The Schulich School doctoral student was recently named the National Arts Centre Richard Li Young Artist Chair – an honour awarded annually to an exceptional young Canadian musician under the age of 35.

And in her first set of appearances under the program, Horvey is going home this month for a series of outreach sessions aimed at inspiring other youngsters to take up music.

Horvey, now 28, grew up in Cabri, Sask., a farming community with a population of about 500 – and a surprising tradition of high-quality brass bands.

“The Cabri brass band has been around for over 80 years,” Horvey said in an interview. Trumpeter Bobby Gimby, who composed Canada’s 1967 Centennial song, was “the most famous person ever to come out of Cabri.”

Horvey’s parents, her two sisters and her brother all played brass instruments.

“Being able to play with your family at home is really an incredible thing. You really push each other. Nobody challenges you as much as your siblings,” she said, laughing, “especially if you knew my


On Tuesday nights, the family played with the community band. At nearby regional festivals, they performed as a six-member brass ensemble.

From Grade 8, Horvey’s parents drove her and her sisters to school in Swift Current, 45 minutes from home, to take advantage of music and drama programs at the high school there. Starting in Grade 10, she also travelled every weekend to Regina – two and a half  hours away – for private lessons with the symphony’s principal trumpet, a “quintessential professional musician who set me very strongly on this track.”

After earning her undergraduate degree at the University of Victoria in 2002, Horvey studied for a year at the Glenn Gould School in Toronto.  From 2003 to 2005, she studied contemporary music at the Rotterdam Conservatory in the Netherlands, where she began working with dancers and choreographers at an academy in the same building.

At a festival in Lithuania this September, Horvey performed a piece she wrote for solo trumpet and solo dancer.  “What I’d really like to do as much as possible in my career is interdisciplinary projects, working with dancers or theatre groups or puppet companies.”

Because trumpeters suffer from playing the same classical pieces over and over, “part of my mission is to get more pieces written,” she said, “so we can really explore the trumpet in a 21st-century manner.”  She has commissioned pieces for the trumpet from several composers.

Horvey was drawn to McGill because of Edward Carroll, a trumpeter and teacher who is “really open to contemporary music. Most schools have a much more conservative approach.”  Now in the second year of a four-year performance-doctoral program, she is a student member of the Centre for Interdisciplinary Research in Music, Media and Technology – an “amazing facility” with state-of-the-art equipment and software for experimenting with electronic music.  She plans to work with a fellow doctoral composer and a technician to create a piece for trumpet and electronics which may become part of her dissertation.

Horvey also plays the baroque trumpet – an instrument without valves that composers such as Bach and Beethoven wrote for.

“Montreal is just the perfect place to be,” she said.  The city has “a very strong contemporary music scene and is really the only early-music scene in Canada.”

Contemporary and early music “are very complementary,” she said, since early music involves recreating sounds from the past.
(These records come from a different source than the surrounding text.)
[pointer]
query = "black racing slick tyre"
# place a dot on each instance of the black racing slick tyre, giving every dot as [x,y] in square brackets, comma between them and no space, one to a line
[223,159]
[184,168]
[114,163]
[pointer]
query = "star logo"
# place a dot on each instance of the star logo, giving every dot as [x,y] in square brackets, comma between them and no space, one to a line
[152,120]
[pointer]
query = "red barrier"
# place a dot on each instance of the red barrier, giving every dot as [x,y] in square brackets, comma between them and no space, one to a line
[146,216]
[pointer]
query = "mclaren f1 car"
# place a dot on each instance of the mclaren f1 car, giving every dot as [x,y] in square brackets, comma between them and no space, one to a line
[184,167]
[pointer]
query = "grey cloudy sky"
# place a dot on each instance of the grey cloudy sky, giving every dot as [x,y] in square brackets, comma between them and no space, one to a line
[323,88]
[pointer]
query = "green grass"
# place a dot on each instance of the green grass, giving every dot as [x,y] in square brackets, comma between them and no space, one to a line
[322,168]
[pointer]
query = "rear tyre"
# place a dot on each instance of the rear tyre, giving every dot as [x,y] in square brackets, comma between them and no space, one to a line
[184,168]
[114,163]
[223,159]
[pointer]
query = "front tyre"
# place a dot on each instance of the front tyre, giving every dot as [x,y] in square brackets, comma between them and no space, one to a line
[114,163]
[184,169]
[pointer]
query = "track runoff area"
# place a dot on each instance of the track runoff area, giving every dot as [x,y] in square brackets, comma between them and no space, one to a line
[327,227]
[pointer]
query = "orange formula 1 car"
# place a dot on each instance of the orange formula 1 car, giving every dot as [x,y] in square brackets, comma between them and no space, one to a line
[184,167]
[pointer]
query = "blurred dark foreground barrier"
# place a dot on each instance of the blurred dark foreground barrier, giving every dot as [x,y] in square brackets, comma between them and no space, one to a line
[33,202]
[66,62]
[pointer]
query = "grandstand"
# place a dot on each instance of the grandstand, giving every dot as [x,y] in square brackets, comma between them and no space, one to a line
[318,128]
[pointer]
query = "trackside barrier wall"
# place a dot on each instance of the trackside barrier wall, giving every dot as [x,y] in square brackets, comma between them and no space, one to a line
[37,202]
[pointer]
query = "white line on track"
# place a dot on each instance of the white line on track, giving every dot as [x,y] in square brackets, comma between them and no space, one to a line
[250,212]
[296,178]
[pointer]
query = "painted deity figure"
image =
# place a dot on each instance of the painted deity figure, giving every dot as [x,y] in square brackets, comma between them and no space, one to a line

At the same time, Hovey remains interested in “everything in the middle,” and travels frequently to Ottawa to play with the National Arts Centre (NAC) Orchestra, whose principal trumpet is a former McGill student from Regina.

Horvey has performed at the Vancouver International Jazz Festival, too. “Creative music is creative music. The lines blur. And I don’t think the lines are necessary. The more they blur, the better.”

When the NAC Orchestra tours western Canada this month, Horvey will perform a trumpet recital in Regina. She will also put on educational shows at six rural schools near Swift Current, including those where one of her sisters now teaches music.

“Arts and music education are vital to maintaining and protecting the cultural fabric of Canada’s rural areas. This is a major priority for me.”